Theatre - The Gigli Concert

Gate Theatre, Dublin

Theatre - The Gigli Concert

It’s rare you see a classic play rendered as perfectly as this. Tom Murphy’s masterpiece about the soul and its greatest conduit — the human voice raised high in song — has to be delivered at the right pitch if it’s to reach the soaring crescendo to which it builds.

Fortunately, in the hands of a majestic cast and an appropriately ‘dynamic’ director, David Grindley, this production is a genuine delight.

The narrative centres on the relationship between a gruff Irish developer (Denis Conway) and his quack therapist, the self-styled ‘dynamatologist’, JPW King (Declan Conlon). It’s a play full of potential but what Murphy does with it is typically daring and immensely moving. Suffering from depression, the developer enlists King not to cure him, but with a more daunting request still: to help him sing like the Italian tenor Gigli.

King — a washed-up, hard-boozing, misfit intellectual whose credo is that ‘anything is possible’ — takes up the challenge.
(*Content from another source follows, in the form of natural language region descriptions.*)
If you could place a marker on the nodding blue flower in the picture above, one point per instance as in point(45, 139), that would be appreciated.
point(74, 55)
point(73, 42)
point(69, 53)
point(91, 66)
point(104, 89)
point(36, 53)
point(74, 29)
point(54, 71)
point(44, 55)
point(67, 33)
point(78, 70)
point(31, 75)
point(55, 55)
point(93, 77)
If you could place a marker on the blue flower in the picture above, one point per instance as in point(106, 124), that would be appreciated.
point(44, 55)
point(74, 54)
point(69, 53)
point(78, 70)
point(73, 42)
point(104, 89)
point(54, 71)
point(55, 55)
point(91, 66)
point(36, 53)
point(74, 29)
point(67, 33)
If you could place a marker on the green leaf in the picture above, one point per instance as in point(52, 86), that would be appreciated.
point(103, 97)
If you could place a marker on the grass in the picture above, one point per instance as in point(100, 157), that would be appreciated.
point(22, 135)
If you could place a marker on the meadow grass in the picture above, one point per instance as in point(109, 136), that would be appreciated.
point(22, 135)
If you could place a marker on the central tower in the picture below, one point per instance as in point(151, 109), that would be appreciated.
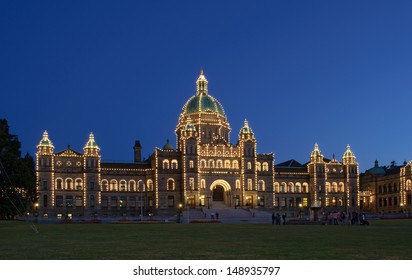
point(204, 115)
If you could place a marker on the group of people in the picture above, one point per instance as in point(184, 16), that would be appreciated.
point(277, 219)
point(353, 218)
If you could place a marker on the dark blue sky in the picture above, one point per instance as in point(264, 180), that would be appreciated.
point(331, 72)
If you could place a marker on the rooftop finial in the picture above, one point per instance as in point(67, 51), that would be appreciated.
point(201, 83)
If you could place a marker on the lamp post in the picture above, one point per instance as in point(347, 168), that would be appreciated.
point(36, 213)
point(179, 212)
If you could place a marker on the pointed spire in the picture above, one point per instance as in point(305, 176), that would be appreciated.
point(91, 147)
point(348, 156)
point(201, 83)
point(45, 141)
point(316, 154)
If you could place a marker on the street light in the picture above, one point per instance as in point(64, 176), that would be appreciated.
point(179, 212)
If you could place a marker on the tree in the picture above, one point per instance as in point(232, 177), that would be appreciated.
point(17, 176)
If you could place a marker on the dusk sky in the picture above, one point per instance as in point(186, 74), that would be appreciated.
point(301, 72)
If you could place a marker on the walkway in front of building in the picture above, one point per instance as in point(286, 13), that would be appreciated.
point(225, 214)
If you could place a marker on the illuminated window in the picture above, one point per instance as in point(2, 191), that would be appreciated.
point(113, 185)
point(79, 184)
point(276, 187)
point(122, 185)
point(149, 185)
point(290, 187)
point(69, 201)
point(59, 201)
point(192, 183)
point(170, 185)
point(105, 185)
point(174, 164)
point(69, 184)
point(132, 185)
point(261, 185)
point(79, 201)
point(59, 184)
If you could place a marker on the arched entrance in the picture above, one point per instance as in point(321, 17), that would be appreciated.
point(218, 193)
point(221, 192)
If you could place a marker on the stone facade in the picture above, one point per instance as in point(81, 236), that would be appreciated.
point(204, 169)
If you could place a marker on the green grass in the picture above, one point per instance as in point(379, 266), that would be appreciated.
point(384, 239)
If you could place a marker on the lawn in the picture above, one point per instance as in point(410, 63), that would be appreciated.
point(383, 239)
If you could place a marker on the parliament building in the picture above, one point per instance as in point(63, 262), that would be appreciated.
point(204, 170)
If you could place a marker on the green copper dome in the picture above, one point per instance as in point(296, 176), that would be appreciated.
point(201, 103)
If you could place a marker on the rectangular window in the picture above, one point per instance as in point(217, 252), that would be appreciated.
point(69, 201)
point(132, 202)
point(105, 202)
point(59, 201)
point(79, 201)
point(192, 183)
point(305, 202)
point(171, 201)
point(123, 202)
point(113, 202)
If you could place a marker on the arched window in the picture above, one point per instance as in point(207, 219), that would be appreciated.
point(170, 184)
point(59, 184)
point(261, 185)
point(132, 185)
point(276, 187)
point(79, 184)
point(113, 185)
point(298, 188)
point(174, 164)
point(69, 184)
point(283, 187)
point(305, 187)
point(165, 164)
point(150, 184)
point(290, 187)
point(122, 185)
point(334, 187)
point(140, 186)
point(105, 185)
point(408, 185)
point(328, 187)
point(341, 187)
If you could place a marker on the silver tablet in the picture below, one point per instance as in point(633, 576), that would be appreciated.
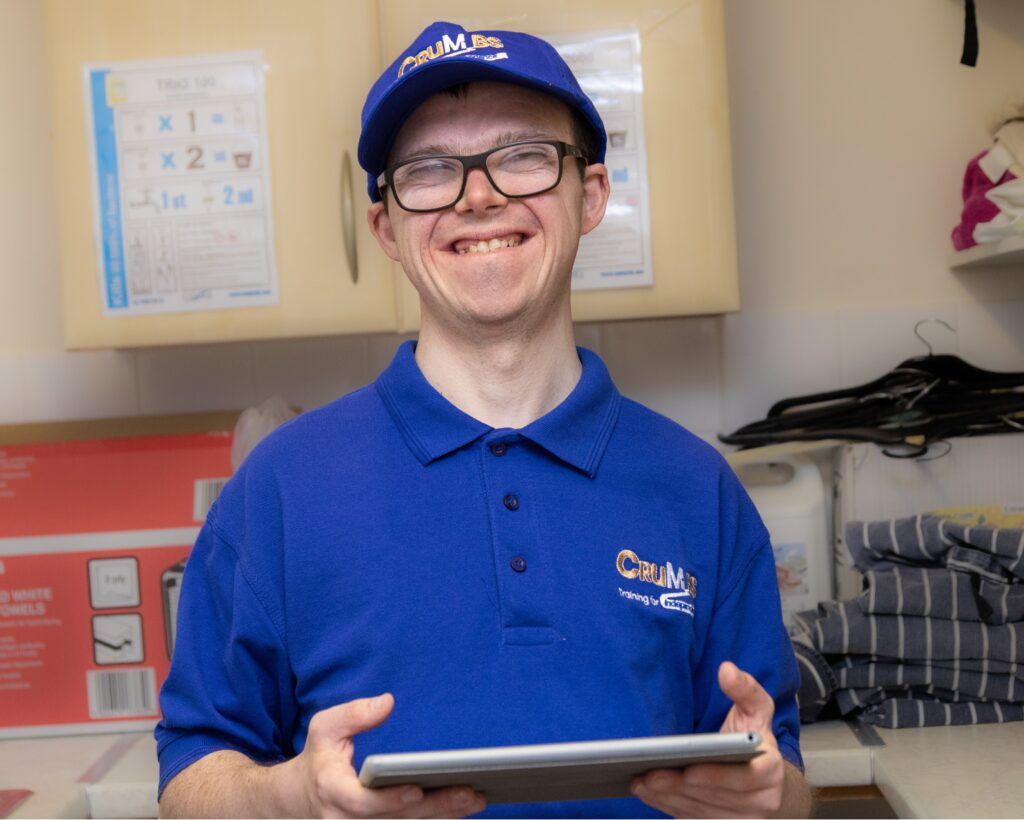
point(588, 770)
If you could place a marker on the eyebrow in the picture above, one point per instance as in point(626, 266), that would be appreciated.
point(439, 149)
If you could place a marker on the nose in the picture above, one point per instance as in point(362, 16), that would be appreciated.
point(479, 195)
What unfolds from there is a pure theatrical joy. The therapist, it transpires, is as unhinged as his patient. Where the latter is suffering from a transient mania, the sensitive dynamatologist is manic by default, a man who has “strayed too far from the world”.
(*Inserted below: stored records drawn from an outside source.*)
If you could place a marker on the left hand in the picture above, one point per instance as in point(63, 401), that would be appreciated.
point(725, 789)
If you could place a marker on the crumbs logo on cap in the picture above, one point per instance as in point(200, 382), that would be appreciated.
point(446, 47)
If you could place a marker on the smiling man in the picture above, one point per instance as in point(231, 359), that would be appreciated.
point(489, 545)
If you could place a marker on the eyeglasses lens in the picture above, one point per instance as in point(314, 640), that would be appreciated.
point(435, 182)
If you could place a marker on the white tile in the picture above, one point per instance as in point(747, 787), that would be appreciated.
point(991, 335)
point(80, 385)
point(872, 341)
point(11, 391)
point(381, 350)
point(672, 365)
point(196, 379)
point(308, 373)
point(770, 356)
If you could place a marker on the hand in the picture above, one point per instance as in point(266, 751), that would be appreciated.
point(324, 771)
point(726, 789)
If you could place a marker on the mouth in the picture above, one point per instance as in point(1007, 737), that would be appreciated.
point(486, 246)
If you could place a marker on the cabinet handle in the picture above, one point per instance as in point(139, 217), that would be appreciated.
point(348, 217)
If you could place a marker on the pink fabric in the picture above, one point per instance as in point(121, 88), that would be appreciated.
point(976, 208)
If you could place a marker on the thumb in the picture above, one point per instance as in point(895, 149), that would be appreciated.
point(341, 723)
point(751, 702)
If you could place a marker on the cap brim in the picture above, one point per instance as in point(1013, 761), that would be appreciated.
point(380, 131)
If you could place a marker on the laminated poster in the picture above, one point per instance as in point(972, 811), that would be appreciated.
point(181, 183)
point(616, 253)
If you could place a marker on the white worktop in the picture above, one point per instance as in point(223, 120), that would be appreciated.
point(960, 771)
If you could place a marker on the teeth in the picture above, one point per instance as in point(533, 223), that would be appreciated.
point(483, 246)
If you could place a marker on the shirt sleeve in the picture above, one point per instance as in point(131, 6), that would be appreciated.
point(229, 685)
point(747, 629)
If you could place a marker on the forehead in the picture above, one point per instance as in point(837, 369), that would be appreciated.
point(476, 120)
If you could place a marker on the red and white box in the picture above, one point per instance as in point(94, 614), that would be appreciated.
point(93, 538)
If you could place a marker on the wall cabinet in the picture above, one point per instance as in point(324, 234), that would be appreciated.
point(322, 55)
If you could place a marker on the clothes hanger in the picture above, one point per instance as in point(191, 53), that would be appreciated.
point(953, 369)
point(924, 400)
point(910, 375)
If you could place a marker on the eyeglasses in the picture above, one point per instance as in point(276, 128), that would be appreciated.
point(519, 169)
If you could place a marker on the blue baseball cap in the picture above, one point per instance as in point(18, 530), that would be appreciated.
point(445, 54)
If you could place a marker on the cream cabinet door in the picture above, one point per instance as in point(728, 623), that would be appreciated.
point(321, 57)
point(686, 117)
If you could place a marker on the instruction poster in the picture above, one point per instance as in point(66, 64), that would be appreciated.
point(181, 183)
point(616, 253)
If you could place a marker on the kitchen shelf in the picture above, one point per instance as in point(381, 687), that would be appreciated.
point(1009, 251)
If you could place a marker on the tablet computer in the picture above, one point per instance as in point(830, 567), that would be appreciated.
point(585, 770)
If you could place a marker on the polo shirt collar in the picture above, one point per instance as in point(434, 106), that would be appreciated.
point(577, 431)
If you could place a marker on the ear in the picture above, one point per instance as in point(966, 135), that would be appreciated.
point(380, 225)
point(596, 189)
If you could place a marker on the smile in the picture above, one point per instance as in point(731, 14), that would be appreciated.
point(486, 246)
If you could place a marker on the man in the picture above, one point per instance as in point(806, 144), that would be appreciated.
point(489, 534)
Their volatile sessions are thunderously funny, but their sadness is searing, as is the poignant delirium of a young bed-hopping woman (Dawn Bradfield) with whom King is involved.

By the end, the voice of Gigli — at once the symptom and the cure — will provide for them, and for us, some bruised, bittersweet salvation.

Fuelled by sheer spirit and energy, the raw material of theatre, and with Conlon and Conway in imperious form, this is nothing short of a tonic.